様々な部門のユーザーと接するIT担当者は、異なる分野におけるニーズを理解するため、柔らかい頭を要求されます。私にとって読書は、いろいろな考え方に触れて視野を広げるための手段。休日の早朝、家族が起きる前の静かな部屋で1人本を読むひとときを大切にしています。蔵書の5割は歴史物かな。傑出した人物がどのように人と接したのかに興味があるんですよ。
人への興味の延長から、人類史を扱った書籍もよく手にします。まずは、このジャンルから1冊紹介しましょう。
現在、地球上には多種多様な社会や文化が存在します。でも、それらのスタートラインは同じだったはず。原始にさかのぼれば、人類はみな狩猟採集生活を送っていた。ではなぜ人類は、地域によってこれほど異なる発展をしてきたのか。これは、人類史における究極の謎です。「銃・病原菌・鉄」は、この謎を生物学や考古学、文化人類学などの研究成果を駆使して解明する意欲作です。

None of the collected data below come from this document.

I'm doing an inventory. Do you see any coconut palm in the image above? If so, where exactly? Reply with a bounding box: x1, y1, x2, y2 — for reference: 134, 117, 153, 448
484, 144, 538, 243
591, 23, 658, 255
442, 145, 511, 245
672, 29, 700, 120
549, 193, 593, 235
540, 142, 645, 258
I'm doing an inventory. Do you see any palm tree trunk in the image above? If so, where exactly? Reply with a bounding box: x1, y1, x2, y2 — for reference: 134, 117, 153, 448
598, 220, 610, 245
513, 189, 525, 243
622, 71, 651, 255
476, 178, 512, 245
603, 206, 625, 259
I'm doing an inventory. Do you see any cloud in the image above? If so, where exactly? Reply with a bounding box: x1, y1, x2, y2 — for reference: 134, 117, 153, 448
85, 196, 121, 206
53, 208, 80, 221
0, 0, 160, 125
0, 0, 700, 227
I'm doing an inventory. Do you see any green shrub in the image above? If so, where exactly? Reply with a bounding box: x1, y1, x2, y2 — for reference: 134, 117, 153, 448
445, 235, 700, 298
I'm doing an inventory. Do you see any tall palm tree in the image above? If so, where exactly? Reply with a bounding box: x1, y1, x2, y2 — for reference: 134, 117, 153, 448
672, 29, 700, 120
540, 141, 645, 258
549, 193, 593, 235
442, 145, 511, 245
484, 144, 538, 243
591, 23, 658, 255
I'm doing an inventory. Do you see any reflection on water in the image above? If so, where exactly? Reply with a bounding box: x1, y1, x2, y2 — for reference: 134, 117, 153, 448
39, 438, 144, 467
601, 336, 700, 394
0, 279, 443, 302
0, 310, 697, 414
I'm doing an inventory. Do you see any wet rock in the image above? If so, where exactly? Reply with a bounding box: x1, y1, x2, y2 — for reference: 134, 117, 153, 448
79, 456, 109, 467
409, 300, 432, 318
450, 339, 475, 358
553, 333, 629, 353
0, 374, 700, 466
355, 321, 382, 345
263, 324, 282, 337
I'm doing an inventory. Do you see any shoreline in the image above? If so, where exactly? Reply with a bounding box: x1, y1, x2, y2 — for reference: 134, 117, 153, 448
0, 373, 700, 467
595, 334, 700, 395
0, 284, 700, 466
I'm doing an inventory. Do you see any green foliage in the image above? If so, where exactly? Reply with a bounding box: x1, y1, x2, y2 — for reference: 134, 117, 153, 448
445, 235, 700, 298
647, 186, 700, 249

ユーラシア大陸は、農耕や畜産に有利な地相を備えています。東西に長いため、全域の気候はそう変わらないからです。一方、アメリカやアフリカ大陸は南北に長いですよね。このため、気候や気温の差が激しく、農耕や畜産の技術は伝播しにくかったんです。
こうした違いが、その後の発展形態に大きく影響した。つまり、文明の違いや格差は、人種や民族の優劣でなく、それぞれの地域・環境に適応するための選択の結果だった。著者はそう結論づけます。データを集め、様々な学問を援用しつつ、仮説を実証するプロセスは壮大の一言。その主張の根底にある、偏りのない人類愛に感動しました。